Szczęśliwy wisielec, czyli Kalifornia w Polsce
Joanna Stacewicz-Podlipska
Szczęśliwy filmowiec, czyli „Edison” znad Wisły
Latem 1926 r. na plenerze warszawskiej Szkoły Sztuk Pięknych w Kazimierzu Dolnym miała miejsce rzecz bez precedensu w historii polskiej kinematografii. Tadeusz Pruszkowski – charyzmatyczny profesor legendarnej Budy na Powiślu – nakręcił wraz z uczniami film „Szczęśliwy wisielec, czyli Kalifornia w Polsce”.
Przygodna ekipa filmowa nie miała doświadczeń z kinematografią, kamerę wypożyczono z Ministerstwa Wyznań Religijnych i Oświecenia Publicznego, które użyczyło także taśmy filmowej.

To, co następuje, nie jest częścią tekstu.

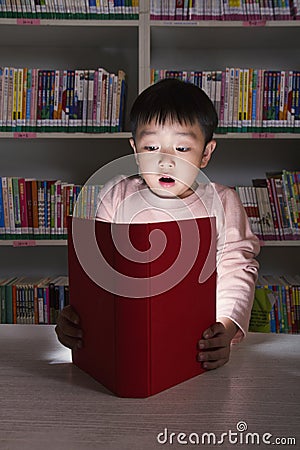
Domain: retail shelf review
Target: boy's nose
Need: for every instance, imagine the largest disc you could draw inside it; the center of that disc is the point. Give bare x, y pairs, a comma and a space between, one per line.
166, 162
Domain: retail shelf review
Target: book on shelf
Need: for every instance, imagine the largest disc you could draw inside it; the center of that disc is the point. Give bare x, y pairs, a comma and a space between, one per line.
32, 300
253, 11
35, 100
248, 99
70, 9
141, 337
273, 205
38, 209
276, 306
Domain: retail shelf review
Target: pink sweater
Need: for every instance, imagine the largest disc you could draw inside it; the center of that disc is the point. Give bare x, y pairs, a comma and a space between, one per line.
130, 200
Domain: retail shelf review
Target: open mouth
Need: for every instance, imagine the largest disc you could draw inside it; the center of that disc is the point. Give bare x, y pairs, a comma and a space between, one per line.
166, 181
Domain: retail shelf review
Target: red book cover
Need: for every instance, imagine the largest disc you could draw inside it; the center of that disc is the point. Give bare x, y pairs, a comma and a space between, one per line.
142, 308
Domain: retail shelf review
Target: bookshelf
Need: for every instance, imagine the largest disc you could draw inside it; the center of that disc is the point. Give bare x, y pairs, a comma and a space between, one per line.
137, 46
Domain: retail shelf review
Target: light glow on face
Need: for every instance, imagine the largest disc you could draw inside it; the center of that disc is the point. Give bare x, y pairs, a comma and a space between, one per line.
170, 156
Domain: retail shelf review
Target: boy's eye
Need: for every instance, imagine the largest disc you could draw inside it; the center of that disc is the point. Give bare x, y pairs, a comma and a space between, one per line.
182, 149
151, 148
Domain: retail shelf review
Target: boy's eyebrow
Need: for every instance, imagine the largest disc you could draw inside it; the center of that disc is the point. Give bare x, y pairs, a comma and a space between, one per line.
179, 133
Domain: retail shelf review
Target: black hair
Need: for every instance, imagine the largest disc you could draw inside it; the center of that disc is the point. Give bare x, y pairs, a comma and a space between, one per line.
178, 101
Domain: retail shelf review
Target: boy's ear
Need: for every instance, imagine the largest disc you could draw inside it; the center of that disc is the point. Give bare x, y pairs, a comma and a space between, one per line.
132, 144
209, 148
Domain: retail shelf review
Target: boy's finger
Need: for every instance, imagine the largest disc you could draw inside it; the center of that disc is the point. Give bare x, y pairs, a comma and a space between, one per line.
68, 341
70, 314
214, 329
215, 342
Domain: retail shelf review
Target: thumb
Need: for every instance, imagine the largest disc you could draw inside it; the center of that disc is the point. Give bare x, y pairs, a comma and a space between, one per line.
213, 330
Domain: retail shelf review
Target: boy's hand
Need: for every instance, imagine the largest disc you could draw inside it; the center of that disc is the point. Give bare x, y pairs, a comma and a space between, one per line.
68, 330
215, 344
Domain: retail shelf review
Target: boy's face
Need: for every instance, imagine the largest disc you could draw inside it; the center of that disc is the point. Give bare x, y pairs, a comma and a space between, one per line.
170, 156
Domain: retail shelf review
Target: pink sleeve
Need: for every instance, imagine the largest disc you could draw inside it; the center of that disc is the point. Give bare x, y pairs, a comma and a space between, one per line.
238, 268
109, 199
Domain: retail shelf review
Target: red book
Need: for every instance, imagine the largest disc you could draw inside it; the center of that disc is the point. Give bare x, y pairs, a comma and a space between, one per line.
142, 314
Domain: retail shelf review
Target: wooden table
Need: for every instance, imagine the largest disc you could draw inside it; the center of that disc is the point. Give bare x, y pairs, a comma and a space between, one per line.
47, 403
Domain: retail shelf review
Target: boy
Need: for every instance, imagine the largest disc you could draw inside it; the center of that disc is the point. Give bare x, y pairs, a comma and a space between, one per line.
172, 125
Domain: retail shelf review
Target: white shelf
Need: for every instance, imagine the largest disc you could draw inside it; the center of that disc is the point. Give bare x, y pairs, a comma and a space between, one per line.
26, 135
70, 23
33, 243
127, 135
63, 242
225, 24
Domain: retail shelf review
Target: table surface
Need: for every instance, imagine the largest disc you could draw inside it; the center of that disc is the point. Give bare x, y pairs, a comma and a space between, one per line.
48, 403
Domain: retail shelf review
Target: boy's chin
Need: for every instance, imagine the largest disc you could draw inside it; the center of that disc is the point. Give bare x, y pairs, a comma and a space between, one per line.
163, 193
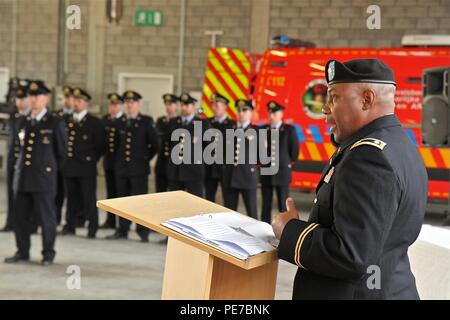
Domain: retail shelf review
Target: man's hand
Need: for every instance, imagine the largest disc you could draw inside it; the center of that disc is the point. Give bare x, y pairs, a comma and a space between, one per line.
280, 220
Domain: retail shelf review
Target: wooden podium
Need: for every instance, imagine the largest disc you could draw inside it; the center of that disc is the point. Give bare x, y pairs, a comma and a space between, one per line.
194, 270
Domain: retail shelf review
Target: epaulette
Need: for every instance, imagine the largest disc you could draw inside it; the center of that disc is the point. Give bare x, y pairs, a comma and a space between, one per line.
369, 142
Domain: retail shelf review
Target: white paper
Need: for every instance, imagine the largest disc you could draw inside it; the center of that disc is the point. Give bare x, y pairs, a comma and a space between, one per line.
233, 233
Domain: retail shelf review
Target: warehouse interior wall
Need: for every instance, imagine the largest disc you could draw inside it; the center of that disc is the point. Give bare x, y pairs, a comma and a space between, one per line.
99, 50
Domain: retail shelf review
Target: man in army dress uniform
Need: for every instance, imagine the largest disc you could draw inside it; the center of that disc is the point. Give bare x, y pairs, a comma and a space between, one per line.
186, 176
221, 122
65, 113
287, 156
136, 144
23, 110
42, 151
110, 121
86, 145
370, 201
171, 103
242, 176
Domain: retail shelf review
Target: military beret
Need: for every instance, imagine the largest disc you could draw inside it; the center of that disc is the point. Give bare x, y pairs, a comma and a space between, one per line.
243, 104
170, 98
186, 98
274, 106
68, 91
21, 92
358, 70
79, 93
131, 95
217, 97
37, 87
115, 98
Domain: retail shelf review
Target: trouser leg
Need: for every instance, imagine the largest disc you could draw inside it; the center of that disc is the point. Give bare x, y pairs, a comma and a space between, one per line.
88, 186
231, 197
267, 192
282, 195
139, 185
45, 209
110, 193
211, 189
22, 222
249, 196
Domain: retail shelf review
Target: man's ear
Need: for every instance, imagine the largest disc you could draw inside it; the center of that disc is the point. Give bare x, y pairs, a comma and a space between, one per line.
368, 99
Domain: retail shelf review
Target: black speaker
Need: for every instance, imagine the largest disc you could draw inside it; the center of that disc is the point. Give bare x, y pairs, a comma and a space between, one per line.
435, 107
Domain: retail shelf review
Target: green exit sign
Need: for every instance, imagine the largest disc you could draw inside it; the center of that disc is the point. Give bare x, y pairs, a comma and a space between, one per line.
148, 18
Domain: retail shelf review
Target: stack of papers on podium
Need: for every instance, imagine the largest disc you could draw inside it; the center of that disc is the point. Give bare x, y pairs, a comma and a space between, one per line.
231, 232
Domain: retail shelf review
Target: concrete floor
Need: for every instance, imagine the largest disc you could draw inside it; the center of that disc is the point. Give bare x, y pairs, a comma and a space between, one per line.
122, 269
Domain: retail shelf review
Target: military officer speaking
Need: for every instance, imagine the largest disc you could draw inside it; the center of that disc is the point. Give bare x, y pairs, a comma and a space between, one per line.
86, 145
136, 144
220, 121
186, 176
171, 103
110, 121
242, 176
370, 201
23, 110
43, 144
287, 156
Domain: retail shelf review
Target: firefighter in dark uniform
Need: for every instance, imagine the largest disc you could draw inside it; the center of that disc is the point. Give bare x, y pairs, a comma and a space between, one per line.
370, 201
110, 121
66, 113
43, 144
287, 150
23, 110
242, 176
136, 144
87, 143
171, 103
186, 174
221, 122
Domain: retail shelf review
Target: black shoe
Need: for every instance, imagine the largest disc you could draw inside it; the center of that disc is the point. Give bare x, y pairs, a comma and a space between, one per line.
81, 223
107, 225
16, 258
6, 229
117, 235
144, 239
67, 232
46, 262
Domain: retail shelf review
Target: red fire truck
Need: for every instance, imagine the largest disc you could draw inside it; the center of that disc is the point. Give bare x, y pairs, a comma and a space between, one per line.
295, 77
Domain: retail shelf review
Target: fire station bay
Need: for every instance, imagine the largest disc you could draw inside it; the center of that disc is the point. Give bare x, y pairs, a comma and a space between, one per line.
224, 150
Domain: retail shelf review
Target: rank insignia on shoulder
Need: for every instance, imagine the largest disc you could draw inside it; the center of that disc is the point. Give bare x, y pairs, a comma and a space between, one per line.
329, 175
369, 142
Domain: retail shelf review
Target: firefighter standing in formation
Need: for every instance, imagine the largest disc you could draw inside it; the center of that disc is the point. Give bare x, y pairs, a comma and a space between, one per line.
114, 116
128, 141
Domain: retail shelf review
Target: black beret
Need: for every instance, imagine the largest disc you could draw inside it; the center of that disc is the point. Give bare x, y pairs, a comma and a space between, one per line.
37, 87
170, 98
243, 104
114, 98
68, 91
21, 92
274, 106
359, 70
131, 95
79, 93
186, 98
217, 97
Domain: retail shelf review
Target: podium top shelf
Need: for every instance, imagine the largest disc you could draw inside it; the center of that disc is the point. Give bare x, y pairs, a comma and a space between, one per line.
151, 210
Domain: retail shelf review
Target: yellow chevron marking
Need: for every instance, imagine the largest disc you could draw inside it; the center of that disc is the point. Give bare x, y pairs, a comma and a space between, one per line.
427, 158
445, 154
313, 151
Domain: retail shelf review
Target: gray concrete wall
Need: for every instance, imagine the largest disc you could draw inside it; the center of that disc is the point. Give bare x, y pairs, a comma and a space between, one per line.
328, 23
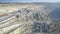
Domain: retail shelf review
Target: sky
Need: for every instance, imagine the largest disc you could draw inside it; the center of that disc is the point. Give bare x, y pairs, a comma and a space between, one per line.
29, 0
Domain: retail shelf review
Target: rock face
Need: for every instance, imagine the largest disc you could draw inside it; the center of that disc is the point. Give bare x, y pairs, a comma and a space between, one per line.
29, 20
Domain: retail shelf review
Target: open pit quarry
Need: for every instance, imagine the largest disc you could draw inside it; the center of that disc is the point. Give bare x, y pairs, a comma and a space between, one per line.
27, 19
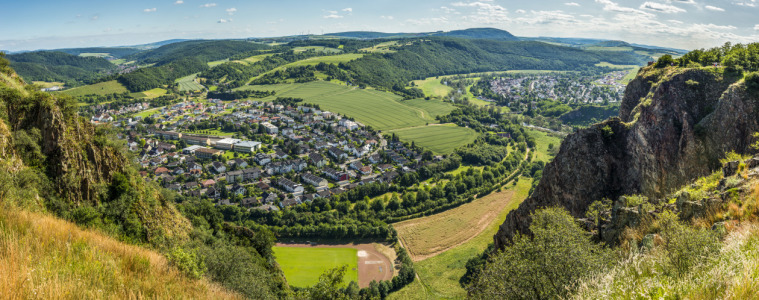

W roli operatora zadebiutował osobiście sam Pruszkowski, w głównych bohaterów wcielili się jego studenci, a statystowali mieszkańcy Kazimierza. Planowano niewielką fabułę, ostatecznie powstał film pełnometrażowy, który w grudniu 1926 r. wyświetlano w warszawskim kinie „Splendid”.
Była to groteskowa historia miłosnych perypetii młodych malarzy.
Choć taśmy filmowe spłonęły w czasie wojny, z rozproszonych informacji, recenzji i wspomnień odtworzyć można zarysy zapomnianej produkcji.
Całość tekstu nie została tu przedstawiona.